Yuval Noah menceritakan dalam bukunya, Homo Sapiens, bagaimana perkembangan Revolusi Industri tidak hanya punya dampak negatif untuk kelangsungan makhluk hidup di bumi ini. Namun ia juga berperan besar pada Revolusi Sains. Pada 1199, Raja Inggris Richard Berhati Singa terkena anak panah di bahu kirinya. Hari ini mungkin kita akan mengatakan bahwa dia terkena cedera ringan. Namun pada 1199, ketika belum ada antibiotika dan metode-metode sterilisasi yang efektif, luka kecil itu menjadi terinfeksi dan gangren pun menyerang.
Satu-satunya cara menghentikan penyebaran gangren di Eropa abad ke-12 adalah memotong anggota tubuh yang terinfeksi, yang mustahil dilakukan ketika infeksi terjadi di bahu. Gangren menyebar ke seluruh tubuh Richard Berhati Singa dan tak seorang pun bisa menolong sang raja. Dia meninggal dalam penderitaan hebat dua minggu kemudian.
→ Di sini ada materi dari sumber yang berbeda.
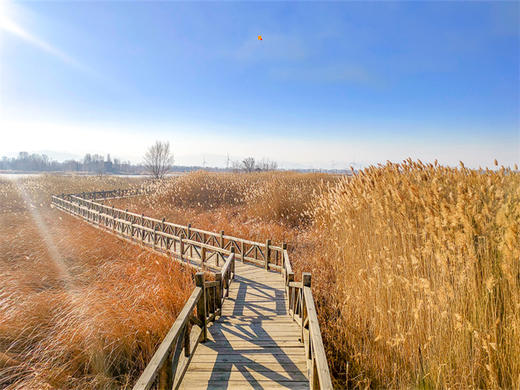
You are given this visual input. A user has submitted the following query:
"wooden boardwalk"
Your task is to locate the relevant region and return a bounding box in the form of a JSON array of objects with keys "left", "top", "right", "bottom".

Bahkan pada Abad ke-19 yang belum lama berlalu, dokter-dokter terbaik belum tahu cara mencegah infeksi dan menghentikan pembusukan jaringan. Di rumah sakit lapangan dokter biasa memotong tangan dan betis prajurit yang terkena cedera kecil sekalipun karena takut terjadi gangren. Amputasi, juga semua prosedur medis lain (misalnya pencabutan gigi), dilaksanakan tanpa obat bius apa pun.
Obat bius pertama-eter, kloroform dan morfin- baru mulai digunakan secara teratur dalam kedokteran Barat pada pertengahan abad ke-19. Sebelum dikembangkannya kloroform, empat prajurit harus memegangi rekan yang terluka ketika dokter menggergaji kaki si prajurit. Bayangkan! Gergaji.
Namun dalam dua abad setelah Waterloo, segala sesuatu telah berubah total. Pil, suntikan, dan operasi canggih menyelamatkan kita dari berbagai penyakit sehari-hari, yang orang-orang pramodern terima begitu saja sebagai bagian dari kehidupan. Harapan hidup ternyata melonjak dari di bawah 40 tahun menjadi sekitar 67 tahun di seluruh dunia, dan menjadi sekitar 80 tahun di negara-negara maju (dari Maddison, The World Economy, English Population History, halaman 295).
Keberhasilan dunia kesehatan dalam menekan angka kematian ini berdampak pada beberapa ilmuwan yang menginginkan keabadian. Ini nyata, bukan seperti pada kisah Harry Potter atau film science fiction lainnya.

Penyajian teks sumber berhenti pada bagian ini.